Wednesday, May 15, 2013
When the news of Biondi's recently announced resignation filtered through St. Louis, preservationists across the City no doubt cheered and/or let out a sigh of relief. It seemed appropriate though to take a look back at 20 years of demolitions brought about the wave of Biondi's hand. This is by no means a complete summary, and list of buildings that fell under his reign that I don't have photos for is probably as long (or longer) than this post.
While Biondi can be credited with creating in some fashion a more unified campus setting for St. Louis University, the planning or lack thereof and a penchant for the 1960's style "wipe the slate clean" urban renewal mentality has resulted in buildings and a campus, especially south of the valley, that is far removed from its urban context on an isolated island. Hopefully his replacement will see things differently, that a college campus in an urban setting is a positive attribute, not one to fear.
The Olympia Apartments at the northeast corner of West Pine and Vandeventer - Demolished in almost 20 years ago in June 1993. The building was listed on the National Register and would have made an excellent conversion to student apartments. Fortunately SLU decided to divest itself from the much larger Coronado Hotel around the corner on Lindell at Spring.
Vesper Buick Building - Demolished in 1995 for a surface parking lot kitty corner to the surface parking lot on the Olympia site. This National Register listed building by architect Preston Bradshaw was an unusual example of the Spanish Colonial Revival style.
3740 Lindell Boulevard - Demolished in 2008 to provide an open space in front of a proposed expansion of the School of Law that never happened on the main campus. The law school will soon be moving into a donated office building on Tucker Boulevard that is nearing completion of a full renovation for its new use. 3740 Lindell is yet another case for holding the demolition permit until a building permit for the replacement is issued.
Marina Building at the northeast corner of Grand and Lindell - Demolished by SLU in 2002. In 2004 SLU put out an RFP for redevelopment of the site but passed on all of the submissions. It remains a one acre combination sculpture and unofficial dog park at one of the more high profile intersections in the City.
Locust Livery Stable at 3401 Locust - Demolished by SLU in 2007, this historic building built in 1885 fell to enlarge a surface parking lot in an area that has no lack of surface parking lots and is a block away from SLU's huge Compton Garage.
Wagner House at 3438 Samuel Shepard - Demolished by SLU in 2008 and remains a vacant lot just east of the beautifully rehabbed Stockton House.
4040 Washington - Demolished in 1999 and replaced with green space and a small parking lot near the alley (that could have easily fit on adjacent vacant parcels).
4068 Washington - demolished in 2004. Owned for many years and actually marketed by LRA until SLU purchased it... still a vacant lot at the corner of Washington and Sarah today.

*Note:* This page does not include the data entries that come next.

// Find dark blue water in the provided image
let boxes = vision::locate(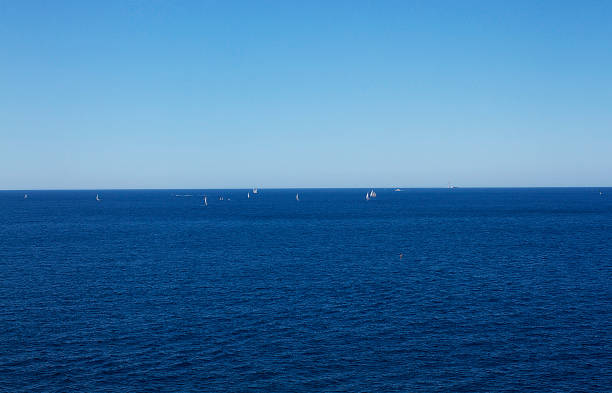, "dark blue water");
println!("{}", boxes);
[0,188,612,392]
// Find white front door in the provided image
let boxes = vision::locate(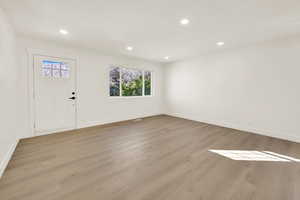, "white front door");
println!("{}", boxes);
[33,55,76,135]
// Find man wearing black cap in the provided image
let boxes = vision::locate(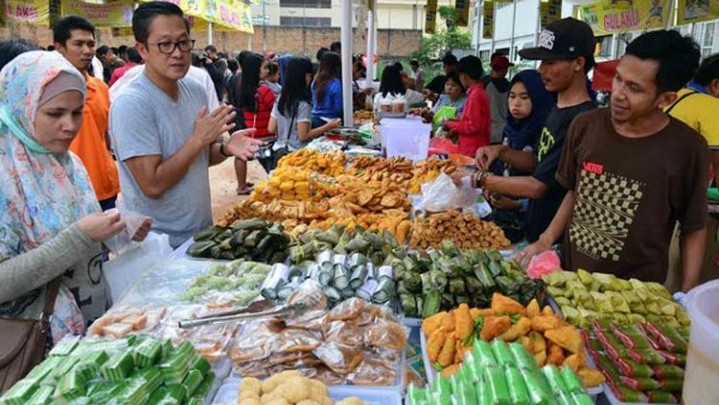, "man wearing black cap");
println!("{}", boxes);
[424,52,459,102]
[521,30,709,291]
[475,18,596,242]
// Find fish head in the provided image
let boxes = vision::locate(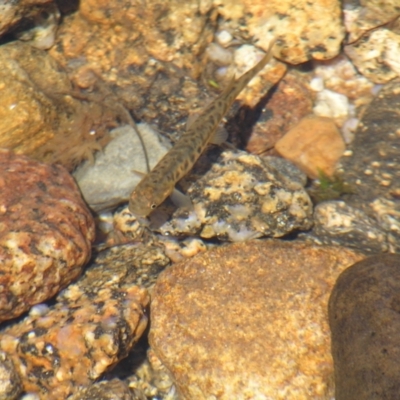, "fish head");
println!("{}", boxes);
[129,190,158,218]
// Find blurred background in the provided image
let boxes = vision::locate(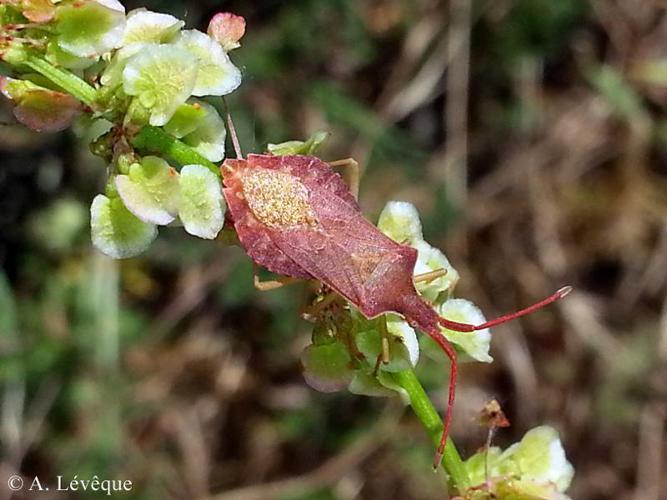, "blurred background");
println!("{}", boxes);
[0,0,667,500]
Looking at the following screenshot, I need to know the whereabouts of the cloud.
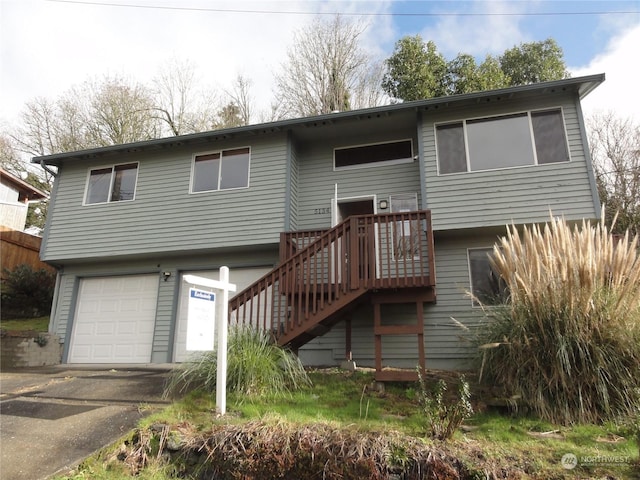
[420,1,527,58]
[569,24,640,122]
[0,0,393,124]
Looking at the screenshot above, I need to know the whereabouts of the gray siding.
[298,130,421,230]
[287,141,300,231]
[422,95,599,230]
[43,134,287,261]
[51,248,278,363]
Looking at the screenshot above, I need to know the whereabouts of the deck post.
[344,318,353,361]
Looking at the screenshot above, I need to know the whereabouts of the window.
[85,163,138,204]
[191,147,251,192]
[333,140,413,168]
[468,248,508,307]
[436,109,569,174]
[389,193,420,259]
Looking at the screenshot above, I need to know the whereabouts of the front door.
[332,187,379,282]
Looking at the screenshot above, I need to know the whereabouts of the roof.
[31,73,605,166]
[0,168,48,200]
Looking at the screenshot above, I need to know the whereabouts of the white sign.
[187,288,216,351]
[182,267,236,415]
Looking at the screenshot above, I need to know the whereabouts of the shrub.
[2,264,56,318]
[479,219,640,423]
[417,367,473,440]
[165,326,311,397]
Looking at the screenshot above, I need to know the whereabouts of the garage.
[173,267,271,362]
[68,274,159,363]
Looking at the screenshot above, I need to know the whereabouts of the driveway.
[0,365,168,480]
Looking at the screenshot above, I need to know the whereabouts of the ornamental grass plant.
[479,215,640,424]
[165,326,311,398]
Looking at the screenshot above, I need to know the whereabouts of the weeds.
[165,327,311,398]
[479,214,640,424]
[417,367,473,440]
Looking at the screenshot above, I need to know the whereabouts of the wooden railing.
[229,211,435,344]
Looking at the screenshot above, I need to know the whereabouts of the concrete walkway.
[0,365,168,480]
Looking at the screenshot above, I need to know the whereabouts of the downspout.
[40,160,58,178]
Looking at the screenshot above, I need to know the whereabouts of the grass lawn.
[58,369,640,480]
[0,315,49,332]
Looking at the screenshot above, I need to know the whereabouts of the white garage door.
[68,274,159,363]
[173,267,271,362]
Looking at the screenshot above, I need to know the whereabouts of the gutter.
[40,158,58,178]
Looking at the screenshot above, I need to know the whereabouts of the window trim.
[433,105,572,176]
[467,245,505,309]
[333,138,416,172]
[189,145,251,195]
[82,162,140,206]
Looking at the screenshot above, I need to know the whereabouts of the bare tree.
[0,133,25,177]
[588,112,640,234]
[153,60,219,135]
[225,74,253,125]
[11,77,160,156]
[275,15,380,116]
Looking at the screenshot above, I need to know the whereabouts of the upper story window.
[333,140,413,169]
[85,163,138,204]
[191,147,251,193]
[436,108,569,174]
[467,248,509,307]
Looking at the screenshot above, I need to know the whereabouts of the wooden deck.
[229,210,435,380]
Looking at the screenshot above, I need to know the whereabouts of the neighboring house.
[0,168,47,231]
[33,75,604,380]
[0,168,51,276]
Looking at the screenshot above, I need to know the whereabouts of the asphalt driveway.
[0,365,168,480]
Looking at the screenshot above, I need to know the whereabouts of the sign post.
[183,267,236,415]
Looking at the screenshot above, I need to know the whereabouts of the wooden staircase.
[229,210,435,379]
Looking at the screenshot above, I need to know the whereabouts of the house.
[33,75,604,380]
[0,168,47,231]
[0,168,50,276]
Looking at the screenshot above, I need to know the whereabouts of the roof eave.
[31,73,605,166]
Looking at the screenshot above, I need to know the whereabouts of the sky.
[0,0,640,128]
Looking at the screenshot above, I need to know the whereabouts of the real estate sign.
[187,288,216,351]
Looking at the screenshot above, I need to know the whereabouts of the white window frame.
[82,162,140,206]
[333,138,415,172]
[189,145,251,195]
[433,105,571,176]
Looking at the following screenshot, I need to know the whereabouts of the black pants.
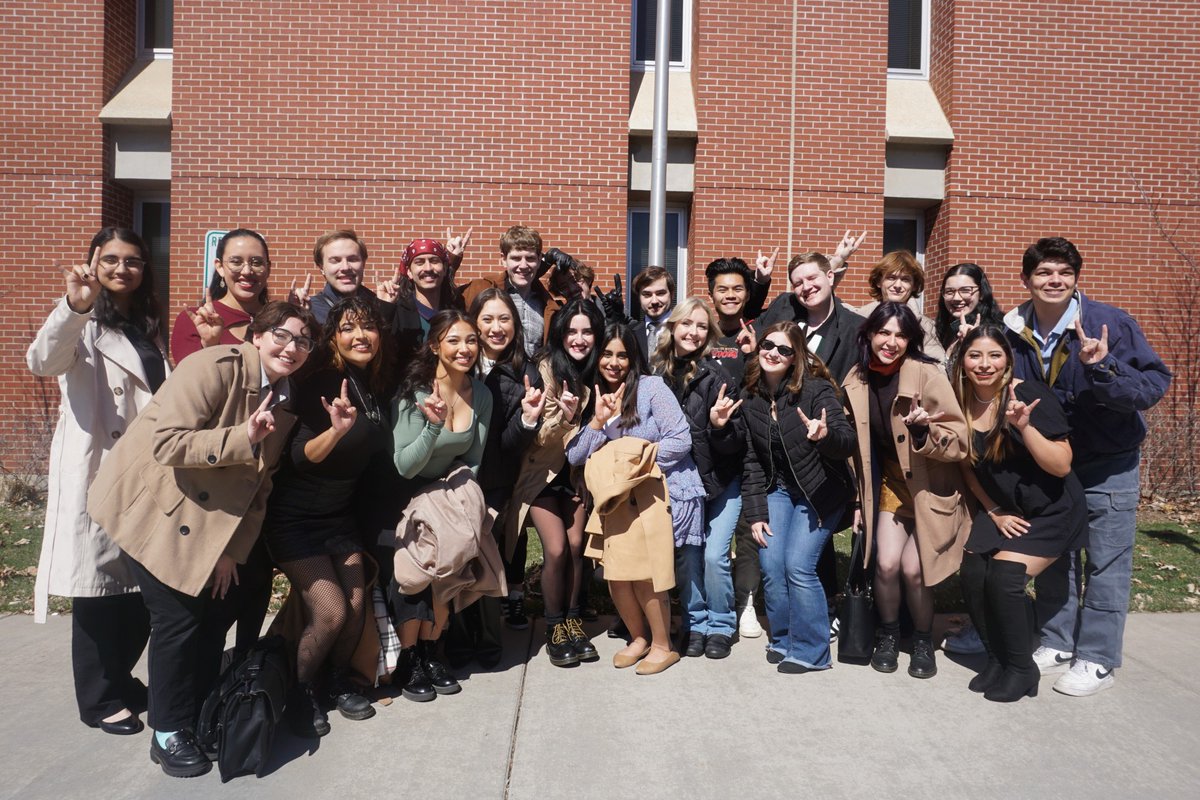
[133,561,239,732]
[71,591,150,727]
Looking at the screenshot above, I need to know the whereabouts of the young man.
[1004,237,1171,697]
[754,252,866,383]
[462,225,564,357]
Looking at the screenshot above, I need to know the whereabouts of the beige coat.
[25,299,169,622]
[395,464,509,610]
[88,342,295,596]
[583,437,674,591]
[502,360,592,558]
[842,359,971,587]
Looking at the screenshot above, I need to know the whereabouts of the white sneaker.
[1033,644,1074,675]
[738,591,763,639]
[942,620,984,656]
[1054,658,1117,697]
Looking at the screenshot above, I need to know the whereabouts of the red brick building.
[0,0,1200,489]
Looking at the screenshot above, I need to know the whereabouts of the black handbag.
[196,636,292,783]
[838,530,875,663]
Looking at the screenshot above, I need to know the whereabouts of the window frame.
[629,0,692,72]
[134,0,175,61]
[625,204,688,309]
[888,0,934,80]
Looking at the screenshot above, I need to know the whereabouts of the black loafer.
[704,633,733,658]
[150,730,212,777]
[100,714,145,736]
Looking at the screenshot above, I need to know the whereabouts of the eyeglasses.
[221,261,271,280]
[100,255,146,270]
[271,327,317,353]
[758,339,796,359]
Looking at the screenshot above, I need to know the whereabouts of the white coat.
[25,297,169,622]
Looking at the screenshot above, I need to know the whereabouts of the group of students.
[28,221,1170,776]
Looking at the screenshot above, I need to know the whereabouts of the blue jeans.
[676,480,742,636]
[1034,451,1141,669]
[758,489,841,669]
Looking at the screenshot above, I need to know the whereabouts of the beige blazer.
[842,359,971,587]
[25,299,169,622]
[88,342,295,596]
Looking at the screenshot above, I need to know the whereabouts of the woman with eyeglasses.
[934,261,1004,369]
[263,296,391,736]
[842,302,971,678]
[170,228,271,365]
[740,323,856,674]
[88,302,319,777]
[25,228,168,735]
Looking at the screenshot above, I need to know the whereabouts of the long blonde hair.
[650,297,721,389]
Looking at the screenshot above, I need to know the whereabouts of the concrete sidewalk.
[0,614,1200,800]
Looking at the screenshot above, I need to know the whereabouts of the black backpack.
[196,636,292,783]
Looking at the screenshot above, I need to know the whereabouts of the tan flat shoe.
[637,650,679,675]
[612,644,650,669]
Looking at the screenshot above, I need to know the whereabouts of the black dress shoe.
[416,639,462,694]
[100,714,145,736]
[329,675,374,720]
[396,644,438,703]
[150,730,212,777]
[908,638,937,678]
[566,616,600,661]
[871,633,900,672]
[704,633,733,658]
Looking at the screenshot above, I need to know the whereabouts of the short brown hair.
[866,249,925,300]
[500,225,541,255]
[312,228,367,266]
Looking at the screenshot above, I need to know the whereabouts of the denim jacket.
[1004,291,1171,463]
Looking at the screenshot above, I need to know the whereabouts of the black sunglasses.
[758,339,796,359]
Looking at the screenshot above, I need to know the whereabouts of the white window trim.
[888,0,934,80]
[134,0,175,61]
[629,0,692,72]
[625,205,689,307]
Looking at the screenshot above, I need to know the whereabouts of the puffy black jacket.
[740,378,858,524]
[479,361,541,492]
[667,359,745,500]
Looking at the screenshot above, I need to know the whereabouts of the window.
[138,0,175,59]
[133,196,170,309]
[888,0,930,78]
[632,0,691,70]
[625,206,688,315]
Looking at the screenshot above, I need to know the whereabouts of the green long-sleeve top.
[392,378,492,479]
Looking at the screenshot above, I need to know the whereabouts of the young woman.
[566,323,705,675]
[25,228,168,735]
[445,288,545,669]
[88,302,318,777]
[504,299,604,667]
[742,323,856,674]
[858,249,946,363]
[170,228,271,365]
[392,309,492,702]
[652,297,745,658]
[953,323,1087,703]
[263,296,390,736]
[934,261,1004,369]
[844,302,971,678]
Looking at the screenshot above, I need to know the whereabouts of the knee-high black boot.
[984,559,1042,703]
[959,553,1004,693]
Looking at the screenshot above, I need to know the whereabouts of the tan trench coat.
[25,299,169,622]
[842,359,971,587]
[502,361,592,559]
[88,342,295,596]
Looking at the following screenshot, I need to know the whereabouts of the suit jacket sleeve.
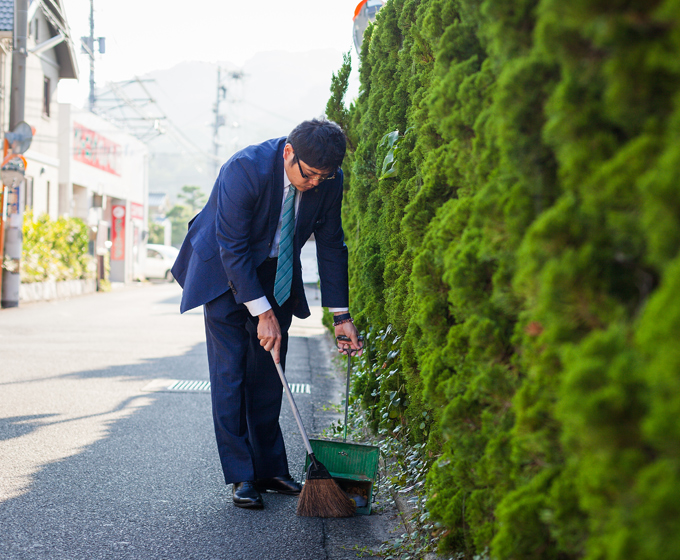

4056 Washington - This large mansion had been a run-down boarding house for many years but was purchase and almost completely rehabbed (minus some interior finish work) in 2004. Four years later, SLU purchased the home and immediately demolished it. It is worth noting that the three homes above were less than 500 feet from the homebuilders "Citirama at Gaslight Square", an entire street of new homes that were built and sold (many upwards of $400,000+) starting in late 2004. Many homes in the block of Washington west of Sarah have been fully rehabbed since this development.
Pevely Dairy complex - Demolished in 2012 after the St. Louis Preservation Board denied demolition, but SLU appealed to the St. Louis Planning Commission, who ruled un SLU's favor. The office building at the corner remains as SLU has yet to move forward with the ambulatory care center which it argues absolutely requires every part of the Pevely complex to be obliterated. The complex, which was listed on the National Register had previously been purchased by a developer who planned to convert the buildings into loft apartments. Photo above by Underground Ozarks.
The former Pevely delivery truck garage, one of the buildings demolished.
Single family homes in the 36xx blocks of Hickory and Rutger - Demolished by SLU in 2011 for an initial plan for a new ambulatory care center. When SLU was then able to acquire the Pevely Dairy complex, plans for the yet to be built ambulatory care center moved north. How long will this ground sit vacant? More photos of the homes below.
David P. Wohl Sr. Mental Health Institute - Demolished in late 2011. Just east of the homes above, this was another casualty of the mythical ambulatory care center plan. With its landscaped interior courtyards, this building by architect Gyo Obata was considered cutting edge for the treatment of psychiatric patients when it was opened in 1962, and still served this purpose well until just a few years ago.
Sunday, May 5, 2013
The Book House is holding a rally this Tuesday, May 7 at 6:00 pm to save the historic Gothic Revival house that has been threatened with demolition this summer. Please come show your support for this rare structure that has stood on Manchester Road since the Civil War and for the independent book store that has been housed here for over 27 years. RSVP for the rally on Facebook here. Also, a Save the Book House Facebook group has been created.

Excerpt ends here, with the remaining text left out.